At the same time, it enrages me. I'm doing my part to be a good girl and help others by staying in so that we can all eventually go back to work and restart the economy and save "life as we know it." When honestly, I think we all deserve to go through another massive economic depression that would result in the deaths and starvation of millions. I believe we deserve the breakdown of society and the economy, even if it would probably mean my own death to achieve it. But I'm doing my part for others anyway. Because I know most of society isn't ready for that and won't accept it with any sort of grace or ability to rebuild and make the world a better place afterwards.
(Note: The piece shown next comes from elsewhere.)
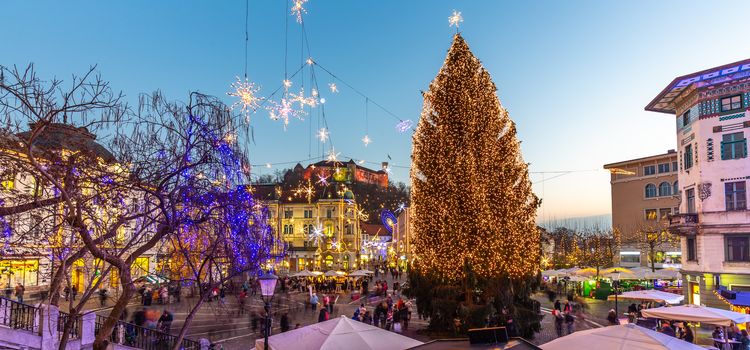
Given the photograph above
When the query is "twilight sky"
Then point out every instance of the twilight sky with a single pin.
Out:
(575, 75)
And for the past 20 minutes I've watched people walk underneath my window and chat with their friends like it's just another day. I want shout at them. I could call the cops but as I've said a thousand times, I know the cops here in Arles would do nothing. Absolutely nothing.

In other news, I haven't been writing or doing much of anything since NaNo ended. I wasn't doing much during the last week of NaNo besides putting myself on autopilot to bang out 1500 words a day. Yesterday I did try to study and actually sit in front of my computer thinking about writing. I guess that is better than nothing. The first step is always having the intention and opening the book or the blank page. I don't have much to do, so I will try again today. I don't expect to find my groove - as I mentioned in my last entry. At least not for a while. My only goal is to understand myself; understand why, when I have the desire, I cannot find the will. I refuse to accept that this is just the way it is.

I no longer allow computer games after 5pm. It was one of the causes of my being unable to sleep even if I was going to bed at a fairly reasonable hour. Around midnight is actually early for me, given that when I'm working my typical bedtime is between 2am-3am. After sleeping badly, nay I say, horribly, for three or four nights in a row I had to change something. It seems to be helping somewhat, though tonight will only be day three.

The biddies finally went their separate ways.

As I'm almost 40 I often think about at what age someone becomes a biddy. Is it 65? The age of retirement? 70? 80? Is it a state of mind? Because if it is, I'm probably already a biddy even though I look 30. When will some middle-aged women who acts like a 20-something stare out her window at me with disgust and think "ugh, that old biddy is at it again."